I noticed a number of years ago that if I ran into someone I hadn’t talked to recently and asked them how they were doing I almost always got the same answer: “Oh, I’m so busy!”
Now, however, it isn’t enough to be busy. You have to be crazy busy. Because in this country, don’t you know, you have to take everything to the next level. And that includes being insanely busy.
When Did Crazy Become a Worthwhile Goal?
I’ve made a point of not answering the “how are you doing” question with the answer “busy”. And I’ve made deliberate choices over the past eight or nine years to avoid getting myself into a rat race type lifestyle that would necessitate such an answer. I have no desire to be crazy busy. Being crazy busy is not a badge of honor in my book.
Think about it… Crazy is a goal to aspire to? When did this happen in our culture? And, even more so, when did crazy become a biblical virtue?
Longing for the Quiet of Home
I would not say I have been crazy busy these past six weeks, especially by the standards that most people keep. But I have been too busy. I have literally been homesick and heartsick to be home for a full day.
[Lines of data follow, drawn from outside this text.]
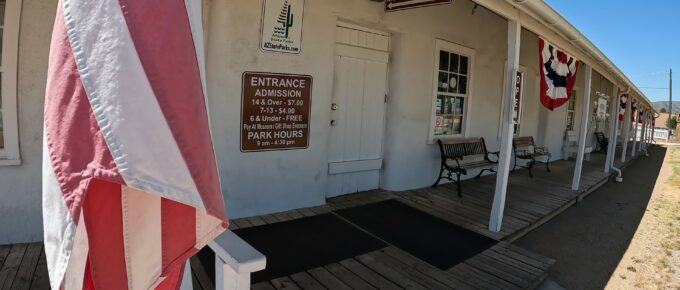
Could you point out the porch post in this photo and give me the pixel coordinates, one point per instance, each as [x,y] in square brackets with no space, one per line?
[613,125]
[626,128]
[496,219]
[583,133]
[635,118]
[643,131]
Going through this was a good reminder to me of where I have come from and what I have accomplished in my life. No, not the accomplishment of being busy. Instead it is the accomplishment of being happy and content NOT being busy. The ability to be at home and be happy about it. In fact, to long for home and the quiet puttering around my house. Yes, there are days when I am ready to be out and about. But for the most part I find a great deal of joy and contentment at home.
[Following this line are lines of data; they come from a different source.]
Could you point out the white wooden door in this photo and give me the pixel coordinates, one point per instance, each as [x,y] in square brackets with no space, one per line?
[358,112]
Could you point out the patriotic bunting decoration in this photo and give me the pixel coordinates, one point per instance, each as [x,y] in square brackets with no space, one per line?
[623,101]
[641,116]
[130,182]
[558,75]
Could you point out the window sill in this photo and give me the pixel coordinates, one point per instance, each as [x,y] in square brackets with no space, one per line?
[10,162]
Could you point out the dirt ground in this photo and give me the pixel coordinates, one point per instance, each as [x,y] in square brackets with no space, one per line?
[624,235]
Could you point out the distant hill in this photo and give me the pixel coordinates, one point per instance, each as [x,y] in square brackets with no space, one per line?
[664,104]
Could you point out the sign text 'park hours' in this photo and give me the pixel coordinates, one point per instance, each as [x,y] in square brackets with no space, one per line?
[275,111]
Going through an unavoidable season where this was disrupted has simply helped me realize yet again the great value emotionally, spiritually, financially, relationally and physically of being at home. I can point to examples in each of these areas where I/we have suffered because of the busyness. It has done little to enhance our home life in any way, shape or form.
So I am happy to let the crazy busy people continue on their way while I quietly go mine. I am drawing a thankful sigh of relief that I am just about through this season and that today, for the first time in a long time, I pulled out a beloved book, sat in a quiet room all alone, and peacefully sipped my coffee.